At least for the most part anyways, because unfortunately there are a few issues that ruin the whole feel of the game; with a couple in particular being extremely sloppy.
Whilst a fair number of the corridors you find yourself running down will be duplicated over and over again, the visuals and areas you find yourself running through aren’t the biggest draw in the game. Infinity Runner is all about getting to the end as quickly and as ninja like as you can, and it does both those jobs well. However, at the beginning of each and every level, your sidekick and navigator, Riley will set a bit of background story for you. It is here that she repeats herself to such an extent that I seriously considered switching off the audio and contemplated attempting to take on the ship and its inhabitants in silence. Add in some subtitles that on occasion don’t replicate Riley’s narration and god forbid, have basic grammatical errors included, and the grammar police will be on to Wales Interactive like a shot.

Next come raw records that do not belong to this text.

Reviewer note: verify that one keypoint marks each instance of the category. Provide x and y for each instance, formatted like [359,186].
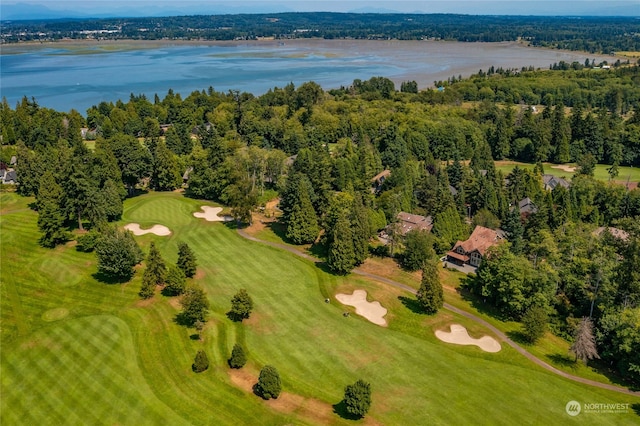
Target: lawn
[76,350]
[567,171]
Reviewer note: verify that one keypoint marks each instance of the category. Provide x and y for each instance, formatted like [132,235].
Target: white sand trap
[160,230]
[459,336]
[210,214]
[373,311]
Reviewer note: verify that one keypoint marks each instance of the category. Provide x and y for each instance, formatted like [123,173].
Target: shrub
[87,242]
[241,305]
[269,385]
[238,357]
[534,323]
[201,362]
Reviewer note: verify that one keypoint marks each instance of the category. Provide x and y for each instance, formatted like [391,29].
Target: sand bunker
[160,230]
[210,214]
[459,336]
[372,311]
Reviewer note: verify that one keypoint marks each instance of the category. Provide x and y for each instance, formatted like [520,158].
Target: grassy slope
[114,359]
[631,173]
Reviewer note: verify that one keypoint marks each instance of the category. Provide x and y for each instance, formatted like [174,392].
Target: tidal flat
[78,74]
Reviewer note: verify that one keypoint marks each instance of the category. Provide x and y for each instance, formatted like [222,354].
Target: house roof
[480,240]
[381,176]
[551,181]
[410,222]
[615,232]
[527,206]
[455,255]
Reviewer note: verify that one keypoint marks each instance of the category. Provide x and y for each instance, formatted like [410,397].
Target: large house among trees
[472,250]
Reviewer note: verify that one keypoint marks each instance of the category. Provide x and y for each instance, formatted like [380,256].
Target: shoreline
[426,62]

These issues aren’t game killers, but it’s sloppiness which we could do without. But for a small studio with an low priced title, I’m more than prepared to turn a blind eye to those little problems.
Something that is a bit of a killer though are the sheer amounts of times you’ll find yourself dying due to an obstruction being thrust your way with little notice. I’ve already mentioned that Infinity Runner is fast paced, but for the game to hit you with so many trial and error sequences, just as you start to get a bit of a flow going, is a tad annoying to say the least. One minute you’ll be merrily skipping your way down a corridor, collecting data packets, dodging flames and QTEing the guards in front of you when bam, out of nowhere will be a flying drone, or a piece of the decaying ship thrown into your path. Reaction times of the very best Formula One drivers would be needed to ensure you don’t get walloped time and time again. Whilst you’ll eventually battle your way through it, the inclusion of one of the toughest challenges known to man, that of completing the game, on hard mode, without losing a life, really isn’t worth anyones time, effort or sanity. It’s even more disappointing when a game that so readily throws achievements at you for mastering the art of escape, holds just the one back for anyone able to hit this challenge. Those looking for the full bag of gamerscore will be disappointed to say the least.
Overall then and Infinity Runner does a decent job at drawing you in with its ‘just one more go’ attitude. The 14 levels and competitive price point is super tempting and if you’re looking for a ‘Temple Run’ type experience on your console, then you won’t find anything else worthy. However, after a few hours of entertainment, through some of the most high pressure of situations you can get yourself into on Xbox One, you’ll have exhausted near on everything that the game can throw at you.
Unless of course you want to go running for that big stupidly hard cheevo?